In an attempt to score more hits, Pickett’s Atlantic label bosses sent him to Philadelphia to work with the up and coming team of Gamble and Huff and though the trio enjoyed success with ‘Don’t Let The Green Grass Fool You’ and ‘Get Me Back On Time Engine No. 9’ Atlantic execs (notably Jerry Wexler) didn’t like the new, more polished Pickett sound and they let him go and in ’73 the singer signed with RCA.

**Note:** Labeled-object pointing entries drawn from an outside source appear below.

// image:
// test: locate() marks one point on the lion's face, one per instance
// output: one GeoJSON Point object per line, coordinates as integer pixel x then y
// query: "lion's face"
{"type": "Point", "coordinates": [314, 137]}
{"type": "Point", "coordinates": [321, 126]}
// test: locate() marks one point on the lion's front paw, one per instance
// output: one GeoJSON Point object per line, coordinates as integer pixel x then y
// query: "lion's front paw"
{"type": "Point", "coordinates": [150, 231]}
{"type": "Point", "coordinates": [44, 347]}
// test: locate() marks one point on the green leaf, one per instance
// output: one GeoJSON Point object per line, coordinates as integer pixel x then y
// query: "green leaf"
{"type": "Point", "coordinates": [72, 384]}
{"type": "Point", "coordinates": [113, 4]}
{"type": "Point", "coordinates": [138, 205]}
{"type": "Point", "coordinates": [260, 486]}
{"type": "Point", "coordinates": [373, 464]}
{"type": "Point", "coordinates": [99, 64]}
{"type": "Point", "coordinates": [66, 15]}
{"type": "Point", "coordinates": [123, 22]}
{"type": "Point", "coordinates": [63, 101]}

On this new double CD set, Real Gone Records collect together all of Pickett’s RCA recordings – essentially the albums ‘Mr Magic Man’, ‘Miz Lena’s Boy’, ‘Pickett In The Pocket’ and ‘Join Me And Let’s Be Free’. Across a generous 42 cuts you can hear Pickett and his various producers searching for a formula that would yield hits but even a casual listen reveals that Jerry Wexler was right (if you know anything about Wexler you know he was rarely wrong). Pickett’s rough hewn, chest-beating sound was the sound of the sixties and not what the more sophisticated audiences of the seventies wanted and on many of the tracks here he sounds at odds with the production and/or the song. Best example is his version of Kris Kristofferson’s ‘Help Me Make It Through The Night’ (from ‘Miz Lena’s Boy’). It’s the tenderest of love songs but Mr P simply tears into it with no passion, sentiment or feeling. It’s marginally better than the man’s version of Chuck Berry’s ‘Memphis Tennessee’ – a classic mismatch of singer and song.

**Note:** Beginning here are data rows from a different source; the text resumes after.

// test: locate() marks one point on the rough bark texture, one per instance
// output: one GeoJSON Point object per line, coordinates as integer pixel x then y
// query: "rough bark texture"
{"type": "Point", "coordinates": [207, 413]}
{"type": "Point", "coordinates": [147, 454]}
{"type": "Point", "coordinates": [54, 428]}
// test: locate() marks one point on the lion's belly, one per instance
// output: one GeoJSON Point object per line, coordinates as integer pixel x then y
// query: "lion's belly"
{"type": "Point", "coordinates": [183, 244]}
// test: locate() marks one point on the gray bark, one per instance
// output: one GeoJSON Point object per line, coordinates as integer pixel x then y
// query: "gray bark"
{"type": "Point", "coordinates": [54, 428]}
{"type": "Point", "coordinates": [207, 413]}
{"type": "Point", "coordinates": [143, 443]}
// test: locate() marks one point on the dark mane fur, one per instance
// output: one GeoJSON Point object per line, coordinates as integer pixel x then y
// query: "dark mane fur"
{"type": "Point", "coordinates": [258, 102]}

That said, there are some decent cuts here – notably Bobby Eli’s ‘Magic Man’ and the yearning ballad ‘What It Is’ but there’s just too much that’s simply average. Sadly Wilson Pickett’s RCA output is another example of how when an artist leaves the label that nurtured and defined him/her (think Motown, Stax and Pickett’s own Atlantic) the magic seems to fade.